Gerade hat Zolotarov ein Buch herausgebracht: "Bühnenbilder" versammelt 16 Texte, 15 davon trägt er bei Poetry Slams vor. Meist handeln sie von Menschen, die in irgendeiner Weise an den Rand gedrückt werden, von Klischees und Etiketten, mit denen Gruppen versehen werden.

"Je komplexer die Welt wird, desto schwieriger ist es, den Überblick zu behalten. Einfache Wahrheiten geben da Halt. Man verliert ein bisschen die Angst." Aber man verliert eben auch den Blick auf die Menschen. In "Gut und Böse" nimmt Zolotarov dieses Problem aufs Korn. "Ich parodiere das vereinfachte Denken", sagt er. "Ich treibe es auf die Spitze und zeige so das Absurde ..."

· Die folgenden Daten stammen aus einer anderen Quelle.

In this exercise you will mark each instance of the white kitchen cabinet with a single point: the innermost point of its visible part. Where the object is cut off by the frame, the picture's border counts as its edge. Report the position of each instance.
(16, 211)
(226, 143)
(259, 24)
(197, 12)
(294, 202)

Ich bin der Wirtschaftsasylant,
ich mach mich breit in deinem Land (…)
Ich nehm dir deine Arbeit ab,
weil ich ein bessres Zeugnis hab (…)

Ich bin das Böse in der Welt,
damit dein Weltbild Halt behält.
In Schwarz und Weiß, in Gut und Böse,
auf dass das Simple uns erlöse.
Der Tellerrand ist gut bekannt,
dahinter endet der Verstand.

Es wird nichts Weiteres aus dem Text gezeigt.